Zambia: The Hell Run

There is only one certainty about economic blockades: they bring out blockade busters. Britain’s embargo on oil to Rhodesia is a case in point: it simply does not work. The reason, Britain charged last week, is that South Africa, despite strong British protests, is shuttling enough fuel into Rhodesia to keep the country running indefinitely. Rhodesians know how frustrated Britain feels.

Rhodesia has been equally ineffective in keeping oil from its black northern neighbor, Zambia, which until December had been totally dependent on Rhodesian Railways to haul its petroleum supplies from Mozambique ports.

In two short months, Zambia has found eleven routes around the block ade, which Rhodesia started as retaliation against Britain. British, American and Canadian airlifts are bringing in oil from ports on both the Atlantic and Indian oceans, while trains, trucks, lake boats and barges are hauling it in from as far away as Dar es Salaam (transportation costs run as high as $3.50 per gallon). Last week negotiations were under way for yet another airlift—this one from Mozambique, whose Portuguese rulers may sympathize with Prime Minister Ian Smith and his white rebels but who long ago learned to cover their bets. Said an official of the last major colonialist power in Africa: “Portugal will pursue her policy of cooperation with her African neighbors as long as those countries refrain from adopting a policy hostile to Portugal.”

Lions in the Sun. For all the intricate international involvements, Zambia’s single most important source of oil is “the Great North Road” that connects it—sort of—with Tanzania. Winding for more than 1,000 miles through rain forests, game plains and mountain ranges, the road may well be the world’s worst international highway. Its dizzy hairpin turns were scraped out and leveled (often with dragged thornbushes) by African tribesmen working off their tax debts. Along its flat stretches, the road is little more than a trail of treacherous sand or soap-slick mud. Black, blinding rains and eerie mists make it all but impassable from October to May, and the right-of-way is often usurped by two-ton rhinos, herds of elephant and lions basking in the sun.

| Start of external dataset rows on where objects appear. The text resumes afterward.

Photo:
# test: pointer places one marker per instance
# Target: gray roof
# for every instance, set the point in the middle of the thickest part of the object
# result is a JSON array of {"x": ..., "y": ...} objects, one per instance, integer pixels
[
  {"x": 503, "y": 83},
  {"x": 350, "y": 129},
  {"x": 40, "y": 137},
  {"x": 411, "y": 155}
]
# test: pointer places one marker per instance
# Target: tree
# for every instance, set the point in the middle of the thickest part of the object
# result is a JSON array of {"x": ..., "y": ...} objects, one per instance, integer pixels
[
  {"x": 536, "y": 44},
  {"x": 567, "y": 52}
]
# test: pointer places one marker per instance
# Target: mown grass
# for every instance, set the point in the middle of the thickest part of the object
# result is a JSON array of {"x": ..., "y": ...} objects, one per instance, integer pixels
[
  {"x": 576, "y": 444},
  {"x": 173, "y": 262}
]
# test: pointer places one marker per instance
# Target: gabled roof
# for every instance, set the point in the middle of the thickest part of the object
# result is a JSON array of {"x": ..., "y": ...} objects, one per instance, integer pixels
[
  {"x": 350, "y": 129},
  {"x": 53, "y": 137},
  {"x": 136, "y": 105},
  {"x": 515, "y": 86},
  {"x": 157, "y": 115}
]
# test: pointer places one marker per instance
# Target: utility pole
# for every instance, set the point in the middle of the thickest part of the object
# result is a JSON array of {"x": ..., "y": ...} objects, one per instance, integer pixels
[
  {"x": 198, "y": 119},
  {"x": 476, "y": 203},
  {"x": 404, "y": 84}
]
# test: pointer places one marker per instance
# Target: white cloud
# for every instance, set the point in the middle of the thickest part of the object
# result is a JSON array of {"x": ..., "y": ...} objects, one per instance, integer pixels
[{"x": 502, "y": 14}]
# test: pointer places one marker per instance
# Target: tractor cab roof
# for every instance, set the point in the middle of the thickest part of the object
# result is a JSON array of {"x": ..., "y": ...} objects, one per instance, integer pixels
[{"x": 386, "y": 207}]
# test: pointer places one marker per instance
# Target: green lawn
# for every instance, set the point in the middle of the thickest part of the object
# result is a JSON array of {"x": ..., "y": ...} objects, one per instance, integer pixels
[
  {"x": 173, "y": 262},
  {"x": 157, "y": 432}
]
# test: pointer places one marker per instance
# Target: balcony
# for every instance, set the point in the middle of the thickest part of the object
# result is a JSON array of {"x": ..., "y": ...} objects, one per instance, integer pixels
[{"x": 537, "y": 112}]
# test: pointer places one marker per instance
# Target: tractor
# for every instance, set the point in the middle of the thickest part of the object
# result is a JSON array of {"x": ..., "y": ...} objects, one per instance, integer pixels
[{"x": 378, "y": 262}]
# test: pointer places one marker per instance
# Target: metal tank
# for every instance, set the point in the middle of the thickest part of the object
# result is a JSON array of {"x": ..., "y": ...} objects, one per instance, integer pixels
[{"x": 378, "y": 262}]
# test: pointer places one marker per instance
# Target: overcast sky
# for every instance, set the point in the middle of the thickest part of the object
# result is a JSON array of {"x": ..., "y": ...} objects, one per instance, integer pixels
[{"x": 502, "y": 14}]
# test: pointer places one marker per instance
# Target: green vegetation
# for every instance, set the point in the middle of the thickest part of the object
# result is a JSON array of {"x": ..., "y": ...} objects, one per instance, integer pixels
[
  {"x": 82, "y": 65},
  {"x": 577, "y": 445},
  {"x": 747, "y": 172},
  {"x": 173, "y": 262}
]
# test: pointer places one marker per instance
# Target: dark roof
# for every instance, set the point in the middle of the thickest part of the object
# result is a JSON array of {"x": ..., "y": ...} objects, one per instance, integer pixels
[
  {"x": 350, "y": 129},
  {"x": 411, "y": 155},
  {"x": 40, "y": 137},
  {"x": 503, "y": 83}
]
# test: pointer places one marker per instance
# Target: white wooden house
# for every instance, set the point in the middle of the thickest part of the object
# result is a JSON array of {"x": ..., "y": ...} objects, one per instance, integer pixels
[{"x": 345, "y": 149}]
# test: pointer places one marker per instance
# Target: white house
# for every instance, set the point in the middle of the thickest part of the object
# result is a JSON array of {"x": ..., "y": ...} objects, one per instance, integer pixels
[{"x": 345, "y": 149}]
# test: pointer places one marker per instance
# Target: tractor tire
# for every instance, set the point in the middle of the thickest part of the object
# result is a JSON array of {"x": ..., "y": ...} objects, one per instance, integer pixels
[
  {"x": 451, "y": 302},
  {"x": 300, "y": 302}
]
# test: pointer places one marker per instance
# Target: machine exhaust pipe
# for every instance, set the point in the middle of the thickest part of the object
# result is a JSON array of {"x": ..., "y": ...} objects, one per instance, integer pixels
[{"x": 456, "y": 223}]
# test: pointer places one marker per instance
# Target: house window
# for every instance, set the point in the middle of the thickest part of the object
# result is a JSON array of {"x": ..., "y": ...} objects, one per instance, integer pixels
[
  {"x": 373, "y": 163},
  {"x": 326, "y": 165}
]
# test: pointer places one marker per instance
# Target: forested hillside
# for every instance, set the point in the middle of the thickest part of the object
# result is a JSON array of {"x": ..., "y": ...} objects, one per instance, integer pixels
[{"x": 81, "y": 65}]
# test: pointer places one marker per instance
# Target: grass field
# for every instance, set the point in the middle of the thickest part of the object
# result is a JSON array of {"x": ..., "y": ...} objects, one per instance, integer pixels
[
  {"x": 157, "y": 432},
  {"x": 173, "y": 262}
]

Yet more than 10,000 tons of oil careered over the Great North Road last month, trucked in at flank speed by hastily assembled fleets of bruised Bedfords and long-haul Leylands with 25-ton trailers. The sides of the trucks are painted with such slogans as “Zambia Forever” and “Death to Ian Smith.”

The drivers are mostly private contractors, some of them whites. Though the government calls the oil run “Operation Octane,” the brawny truckers know it as “the hell run.” Attracted by Zambian government offers of up to $450 per trip, they travel night and day, seldom stopping to sleep. They fortify themselves against danger with python-skin juju charms, but their defense against the heat is more practical: bags of water laced with gin.